HMO-style managed care pays a doctor a flat rate each month for each patient, regardless of how much care is provided (that is called "capitation").  The health care provider assumes all of the risk for all of the health care provided.  Historically, and logically, this model of care has resulted in difficult problems for patients to access needed care, preventive care, and specialty care.  It is a bottom line-focused business that has to include a margin to pay its senior executives and produce profits for shareholders.  The model itself raises concerns about its ability to produce savings to the state below its already-low per person Medicaid expenditures, plus profits, without compromising care.

To be clear, we are interested in any and all efficiencies in Medicaid, including those that might flow from a capitated managed care model, but they must be done in a way that realizes savings without compromising care and patient outcomes. 

Adding to the concerns evident from the model itself, there have been misadventures around the country.   California experimented with requiring its Medicaid population to move to capitated managed care in an effort to control costs.  In the end, it was found that despite a dramatic increase in Medicaid capitated managed care enrollment there was neither a significant reduction in spending nor improved health outcomes, and a study concluded that this policy actually, "reduced the efficiency of the Medicaid program in California...In fact, Medicaid spending appeared to increase by almost 20 percent following the shift to managed care and persisted long after the mandates first took effect."   

Nor can Illinois ignore its own recent history: The Illinois case of Memisovski v.Maram revealed that well child care at Medicaid HMOs in Cook County was well below that provided in fee for service, and it revealed that the HMOs could not account for the amount of care being provided. Further, Amerigroup, one of the managed care organizations with which Illinois once contracted, defrauded Medicaid by enrolling recipients in a discriminatory way, systematically avoiding pregnant women and people with disabilities.  This history places a burden of proof on the proponents of capitated managed care to show that it will not endanger patients in a failed attempt to save money.  The baldly political invocation of the capitated managed care idea in the current state budget debates does not meet this burden - it doesn't even try.

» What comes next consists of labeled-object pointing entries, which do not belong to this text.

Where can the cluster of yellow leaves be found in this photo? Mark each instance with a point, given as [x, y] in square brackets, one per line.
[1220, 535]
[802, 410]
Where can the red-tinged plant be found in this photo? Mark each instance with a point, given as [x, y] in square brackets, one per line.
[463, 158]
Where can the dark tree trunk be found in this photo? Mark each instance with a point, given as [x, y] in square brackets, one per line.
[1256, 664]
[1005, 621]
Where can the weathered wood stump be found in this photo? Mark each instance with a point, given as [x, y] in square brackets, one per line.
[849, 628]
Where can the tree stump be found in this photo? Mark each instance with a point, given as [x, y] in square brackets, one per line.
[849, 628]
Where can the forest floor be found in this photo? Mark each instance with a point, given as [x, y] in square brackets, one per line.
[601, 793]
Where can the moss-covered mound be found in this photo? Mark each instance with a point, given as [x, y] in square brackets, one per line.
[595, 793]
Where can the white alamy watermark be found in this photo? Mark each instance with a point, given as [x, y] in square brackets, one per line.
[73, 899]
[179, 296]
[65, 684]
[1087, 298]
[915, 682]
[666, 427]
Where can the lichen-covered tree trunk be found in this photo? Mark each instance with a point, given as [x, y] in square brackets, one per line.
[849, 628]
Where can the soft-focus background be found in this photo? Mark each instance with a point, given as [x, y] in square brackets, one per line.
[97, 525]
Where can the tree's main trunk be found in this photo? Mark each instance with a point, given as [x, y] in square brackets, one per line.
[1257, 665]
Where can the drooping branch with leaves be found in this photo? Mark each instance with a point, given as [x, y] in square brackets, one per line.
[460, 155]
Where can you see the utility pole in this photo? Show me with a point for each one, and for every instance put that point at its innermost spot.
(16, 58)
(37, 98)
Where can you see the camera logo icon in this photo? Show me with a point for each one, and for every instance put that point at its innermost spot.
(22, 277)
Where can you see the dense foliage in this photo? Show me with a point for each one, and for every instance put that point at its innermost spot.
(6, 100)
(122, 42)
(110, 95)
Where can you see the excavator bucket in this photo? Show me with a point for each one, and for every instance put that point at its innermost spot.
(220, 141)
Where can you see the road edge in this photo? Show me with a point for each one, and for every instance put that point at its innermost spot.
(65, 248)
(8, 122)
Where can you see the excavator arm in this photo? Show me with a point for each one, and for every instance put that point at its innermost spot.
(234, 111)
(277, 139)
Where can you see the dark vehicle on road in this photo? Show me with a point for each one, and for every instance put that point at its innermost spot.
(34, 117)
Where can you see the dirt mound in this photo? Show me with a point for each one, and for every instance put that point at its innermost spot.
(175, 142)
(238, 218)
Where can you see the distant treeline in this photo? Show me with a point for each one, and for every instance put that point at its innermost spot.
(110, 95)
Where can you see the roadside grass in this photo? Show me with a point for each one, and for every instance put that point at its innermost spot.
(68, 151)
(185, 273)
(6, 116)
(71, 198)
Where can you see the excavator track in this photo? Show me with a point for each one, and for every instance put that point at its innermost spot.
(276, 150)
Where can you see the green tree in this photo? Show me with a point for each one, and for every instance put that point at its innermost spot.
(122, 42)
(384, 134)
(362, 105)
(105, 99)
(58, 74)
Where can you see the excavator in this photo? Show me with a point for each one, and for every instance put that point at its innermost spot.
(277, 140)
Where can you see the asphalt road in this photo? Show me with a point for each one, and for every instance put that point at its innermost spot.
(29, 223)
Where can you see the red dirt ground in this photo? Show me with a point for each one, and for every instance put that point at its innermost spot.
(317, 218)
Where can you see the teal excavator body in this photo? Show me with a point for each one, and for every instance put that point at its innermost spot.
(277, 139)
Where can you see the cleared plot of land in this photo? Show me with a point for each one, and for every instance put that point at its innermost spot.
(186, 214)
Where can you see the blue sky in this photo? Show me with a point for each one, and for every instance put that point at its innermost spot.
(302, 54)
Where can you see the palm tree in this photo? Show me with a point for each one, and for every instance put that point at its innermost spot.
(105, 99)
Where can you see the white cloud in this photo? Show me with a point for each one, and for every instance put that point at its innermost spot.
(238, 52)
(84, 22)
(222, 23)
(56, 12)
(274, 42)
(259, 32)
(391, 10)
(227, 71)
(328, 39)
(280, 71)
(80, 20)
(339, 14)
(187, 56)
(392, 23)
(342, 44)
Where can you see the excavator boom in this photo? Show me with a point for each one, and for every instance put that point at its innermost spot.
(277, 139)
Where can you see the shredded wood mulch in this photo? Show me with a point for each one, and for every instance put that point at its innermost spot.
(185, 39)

Perhaps the state can devise and implement an integrated, well-coordinated capitated managed care program that resolves these concerns.  The Quinn Administration is planning a pilot program, and we hope it is done with this kind of care.  But if it is meant magically to produce $1 billion dollars in quick savings, then it will fail.  The only way to get a billion dollars, if you're not just cutting care, is to reform the whole healthcare system.  They're doing that in Washington.